Elvis – The King lives on

I would equate this biopic to the Elvis’ equivalent to Queen’s Bohemian Rhapsody. In fact actor Austin Butler revealed in an interview that he called up Remy Malek who played Freddy Mercury to get tips on playing real singer prior to the first week of him shooting Elvis, the movie. I am not a big Elvis fanatic and I never researched or dwell into his history and sometimes I was surprised when someone told me a song that was actually an Elvis song. So this movie is a bit of a history lesson for me. I did, however, watched many Elvis pre-recorded concert on videos when I was a small kid but those childhood memory were hazy.

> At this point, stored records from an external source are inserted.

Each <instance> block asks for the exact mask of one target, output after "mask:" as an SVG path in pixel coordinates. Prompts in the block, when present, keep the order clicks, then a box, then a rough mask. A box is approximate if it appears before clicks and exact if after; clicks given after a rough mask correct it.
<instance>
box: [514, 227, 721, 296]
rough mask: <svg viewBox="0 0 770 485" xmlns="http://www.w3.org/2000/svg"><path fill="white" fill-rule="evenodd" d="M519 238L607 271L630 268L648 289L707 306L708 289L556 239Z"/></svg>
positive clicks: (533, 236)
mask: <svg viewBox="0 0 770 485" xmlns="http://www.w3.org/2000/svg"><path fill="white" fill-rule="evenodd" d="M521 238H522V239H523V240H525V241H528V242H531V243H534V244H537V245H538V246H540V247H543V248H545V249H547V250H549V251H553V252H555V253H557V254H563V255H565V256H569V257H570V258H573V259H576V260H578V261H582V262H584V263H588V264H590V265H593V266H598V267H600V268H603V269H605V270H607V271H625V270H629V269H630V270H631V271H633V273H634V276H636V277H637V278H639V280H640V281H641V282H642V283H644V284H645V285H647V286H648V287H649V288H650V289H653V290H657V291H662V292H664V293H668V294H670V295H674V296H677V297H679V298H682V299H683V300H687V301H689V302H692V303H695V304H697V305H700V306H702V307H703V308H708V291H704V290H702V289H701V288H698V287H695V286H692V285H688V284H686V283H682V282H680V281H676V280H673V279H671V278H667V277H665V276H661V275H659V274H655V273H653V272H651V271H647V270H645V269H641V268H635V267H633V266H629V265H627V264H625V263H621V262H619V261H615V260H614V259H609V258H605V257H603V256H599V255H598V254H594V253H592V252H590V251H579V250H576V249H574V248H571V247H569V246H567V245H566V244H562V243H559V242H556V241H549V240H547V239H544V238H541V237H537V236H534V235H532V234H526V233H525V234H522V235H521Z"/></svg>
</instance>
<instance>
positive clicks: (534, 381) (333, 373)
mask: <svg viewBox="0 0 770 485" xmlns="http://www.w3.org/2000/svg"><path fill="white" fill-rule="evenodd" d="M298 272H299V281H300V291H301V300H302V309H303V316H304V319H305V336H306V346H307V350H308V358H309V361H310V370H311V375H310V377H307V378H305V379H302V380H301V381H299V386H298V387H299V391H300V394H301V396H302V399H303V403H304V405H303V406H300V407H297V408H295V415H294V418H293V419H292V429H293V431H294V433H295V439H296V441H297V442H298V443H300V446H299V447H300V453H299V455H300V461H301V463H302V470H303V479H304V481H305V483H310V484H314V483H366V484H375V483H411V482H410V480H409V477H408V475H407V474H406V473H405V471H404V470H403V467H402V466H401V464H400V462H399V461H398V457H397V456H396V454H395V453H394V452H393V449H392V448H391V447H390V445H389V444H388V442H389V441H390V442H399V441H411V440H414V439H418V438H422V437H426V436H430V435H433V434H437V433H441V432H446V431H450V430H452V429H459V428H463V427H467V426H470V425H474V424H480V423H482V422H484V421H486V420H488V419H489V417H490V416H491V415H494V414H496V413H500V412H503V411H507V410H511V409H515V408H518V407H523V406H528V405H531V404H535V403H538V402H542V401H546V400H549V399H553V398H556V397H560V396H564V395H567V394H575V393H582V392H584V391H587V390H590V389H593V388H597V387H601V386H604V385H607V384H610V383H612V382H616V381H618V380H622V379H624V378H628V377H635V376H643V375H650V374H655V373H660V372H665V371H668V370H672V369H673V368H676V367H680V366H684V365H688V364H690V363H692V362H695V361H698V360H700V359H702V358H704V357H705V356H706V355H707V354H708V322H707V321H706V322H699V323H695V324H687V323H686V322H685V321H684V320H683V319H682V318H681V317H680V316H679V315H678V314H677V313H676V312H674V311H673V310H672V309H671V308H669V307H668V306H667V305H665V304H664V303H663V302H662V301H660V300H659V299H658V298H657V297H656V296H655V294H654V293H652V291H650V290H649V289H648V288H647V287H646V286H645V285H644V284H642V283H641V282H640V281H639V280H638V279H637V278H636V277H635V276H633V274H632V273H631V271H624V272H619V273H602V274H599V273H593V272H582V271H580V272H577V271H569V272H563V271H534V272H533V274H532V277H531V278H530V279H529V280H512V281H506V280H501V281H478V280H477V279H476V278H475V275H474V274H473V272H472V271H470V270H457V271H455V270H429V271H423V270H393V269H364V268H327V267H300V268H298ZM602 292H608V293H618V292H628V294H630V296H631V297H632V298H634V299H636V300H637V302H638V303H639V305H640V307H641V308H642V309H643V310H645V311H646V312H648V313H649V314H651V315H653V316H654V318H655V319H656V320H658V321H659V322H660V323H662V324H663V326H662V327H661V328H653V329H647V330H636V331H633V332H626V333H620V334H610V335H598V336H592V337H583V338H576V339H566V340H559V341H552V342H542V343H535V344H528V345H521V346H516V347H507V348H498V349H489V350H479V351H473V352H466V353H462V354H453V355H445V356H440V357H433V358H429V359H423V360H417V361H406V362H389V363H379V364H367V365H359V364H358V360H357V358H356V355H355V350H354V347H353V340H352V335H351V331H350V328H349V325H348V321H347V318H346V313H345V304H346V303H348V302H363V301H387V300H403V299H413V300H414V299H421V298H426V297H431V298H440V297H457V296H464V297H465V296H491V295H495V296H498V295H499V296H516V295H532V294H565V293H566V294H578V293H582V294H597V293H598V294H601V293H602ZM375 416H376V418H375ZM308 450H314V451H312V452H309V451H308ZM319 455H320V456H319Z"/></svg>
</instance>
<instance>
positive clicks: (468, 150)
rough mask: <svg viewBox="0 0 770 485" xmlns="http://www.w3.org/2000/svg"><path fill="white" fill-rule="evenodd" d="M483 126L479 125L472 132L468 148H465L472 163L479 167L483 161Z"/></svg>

This movie designed to put Elvis in the best light and attempt to adapt his character to the modern era and make him more appealing to Gen Z crowd, who surprisingly flock to the screening I went to, which I assumed, were there to witness Austin Butler’s incredible performance as Elvis. This is a perfect movie vehicle for director Baz Luhrmann because all his visual flair lends a sense of grandeur to this movie and the cinematography style make this movie immensely watchable. He tried to make Elvis relevant with the current woke culture by portraying him to be a political person, which contradict to the real Elvis’ personality because Elvis never get political throughout his life because he saw himself as an entertainer through and through. The final scene where the last real footage of Elvis singing live before his death was utterly heartbreaking to watch.